Identifying contained loops

One of the things I’m trying to do is perform high-level optimizations on loops, which requires first identifying them. For a simple case, suppose you have something like

for (size_t i = 0; i != n; ++i)
++a[i];

If a is a simple array, that will compile to a single basic block, which is easy enough to identify.

But the body doesn’t need to be a single basic block. It could contain complex conditions, nested loops, whatever, and for some purposes, it’s still valid to think of it as a single loop that does something to every element of a.

However, if there are branches into and out of the loop, that’s no longer valid; it might do something to half the elements of the array and leave the other half untouched, for example.

I don’t know what the concept I’m looking for - a loop that is guaranteed to proceed from beginning to end, with no branches in or out - is usually called; for the title of this post, I’ve called it a ‘contained’ loop.

I can figure out how to identify such, but I’d like to check whether this has already been done. Are there any existing passes or whatever that use this concept or identify such loops?

Hi Russel,

you might want to have a look at polly.llvm.org. We identify loop nests that can be transformed in lib/Analysis/ScopDetection.cpp. If you have specific questions I am glad to help.

Best,
Tobias

I see, this is interesting, thanks! Yeah, it seems you’re doing something similar with a specific focus on optimizing array operations; this comment seems to be the explanation of the core of it:

// Detect the maximal Scops of a function.
//
// A static control part (Scop) is a subgraph of the control flow graph (CFG)
// that only has statically known control flow and can therefore be described
// within the polyhedral model.
//
// Every Scop fullfills these restrictions:
//
// * It is a single entry single exit region
//
// * Only affine linear bounds in the loops
//
// Every natural loop in a Scop must have a number of loop iterations that can
// be described as an affine linear function in surrounding loop iterators or
// parameters. (A parameter is a scalar that does not change its value during
// execution of the Scop).
//
// * Only comparisons of affine linear expressions in conditions
//
// * All loops and conditions perfectly nested
//
// The control flow needs to be structured such that it could be written using
// just ‘for’ and ‘if’ statements, without the need for any ‘goto’, ‘break’ or
// ‘continue’.
//
// * Side effect free functions call
//
// Only function calls and intrinsics that do not have side effects are allowed
// (readnone).
//
// The Scop detection finds the largest Scops by checking if the largest
// region is a Scop. If this is not the case, its canonical subregions are
// checked until a region is a Scop. It is now tried to extend this Scop by
// creating a larger non canonical region.
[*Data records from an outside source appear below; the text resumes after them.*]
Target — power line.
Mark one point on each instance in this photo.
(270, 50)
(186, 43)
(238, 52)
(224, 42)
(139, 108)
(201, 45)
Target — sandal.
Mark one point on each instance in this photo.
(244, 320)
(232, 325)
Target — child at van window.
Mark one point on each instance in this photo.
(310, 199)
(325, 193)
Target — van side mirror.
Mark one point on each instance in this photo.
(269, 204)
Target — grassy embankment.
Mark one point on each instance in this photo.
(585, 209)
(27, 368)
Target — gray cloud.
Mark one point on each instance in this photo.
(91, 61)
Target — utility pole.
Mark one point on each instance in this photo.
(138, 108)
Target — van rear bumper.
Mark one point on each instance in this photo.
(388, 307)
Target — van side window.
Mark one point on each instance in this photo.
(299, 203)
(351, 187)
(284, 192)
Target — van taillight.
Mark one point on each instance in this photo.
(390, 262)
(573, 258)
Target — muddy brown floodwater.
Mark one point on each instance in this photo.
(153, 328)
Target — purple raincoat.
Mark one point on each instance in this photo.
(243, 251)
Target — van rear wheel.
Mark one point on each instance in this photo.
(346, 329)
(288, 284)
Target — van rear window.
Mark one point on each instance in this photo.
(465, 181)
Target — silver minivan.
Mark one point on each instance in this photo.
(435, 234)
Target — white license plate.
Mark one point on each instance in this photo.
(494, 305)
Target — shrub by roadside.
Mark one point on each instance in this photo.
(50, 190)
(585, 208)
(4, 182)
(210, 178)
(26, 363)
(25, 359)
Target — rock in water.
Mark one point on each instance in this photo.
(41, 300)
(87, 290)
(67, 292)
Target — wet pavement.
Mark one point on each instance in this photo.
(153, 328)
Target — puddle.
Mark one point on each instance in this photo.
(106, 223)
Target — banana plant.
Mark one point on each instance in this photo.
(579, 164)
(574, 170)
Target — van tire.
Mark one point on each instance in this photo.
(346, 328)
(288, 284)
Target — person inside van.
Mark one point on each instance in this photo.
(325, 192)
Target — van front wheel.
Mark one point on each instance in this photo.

And it seems to make use of llvm’s notion of SESE regions as described in http://llvm.org/docs/doxygen/html/RegionInfo_8h_source.html

I see, this is interesting, thanks! Yeah, it seems you're doing
something similar with a specific focus on optimizing array operations;
this comment seems to be the explanation of the core of it:

It describes what we optimize, even though it is outdated.

// Detect the maximal Scops of a function.
//
// A static control part (Scop) is a subgraph of the control flow graph
(CFG)
// that only has statically known control flow and can therefore be
described
// within the polyhedral model.
//
// Every Scop fullfills these restrictions:
//
// * It is a single entry single exit region
//
// * Only affine linear bounds in the loops
//
// Every natural loop in a Scop must have a number of loop iterations
that can
// be described as an affine linear function in surrounding loop
iterators or
// parameters. (A parameter is a scalar that does not change its value
during
// execution of the Scop).

Now look bounds can be arbitrary Presburger Formula, meaning we also support boolean comparisions (||, &&), the ? operator and min/max.

// * Only comparisons of affine linear expressions in conditions

Same here. We now support also boolean comparisions (||, &&), the ? operator and min/max.

// * All loops and conditions perfectly nested
//
// The control flow needs to be structured such that it could be written
using
// just 'for' and 'if' statements, without the need for any 'goto',
'break' or
// 'continue'.

We now allow almost arbitrary control flow (except irreducible loops).

// * Side effect free functions call
//
// Only function calls and intrinsics that do not have side effects are
allowed
// (readnone).

Also not true any more. In cases of exceptional function calls (bounds-checks, conditional debugging, ...) we optimistically ignore them and
dynamically verify that dropping them was valid (falling back to the
original code otherwise).

// The Scop detection finds the largest Scops by checking if the largest
// region is a Scop. If this is not the case, its canonical subregions are
// checked until a region is a Scop. It is now tried to extend this Scop by
// creating a larger non canonical region.

And it seems to make use of llvm's notion of SESE regions as described
in LLVM: include/llvm/Analysis/RegionInfo.h Source File

Yes, we do.

Best,
Tobias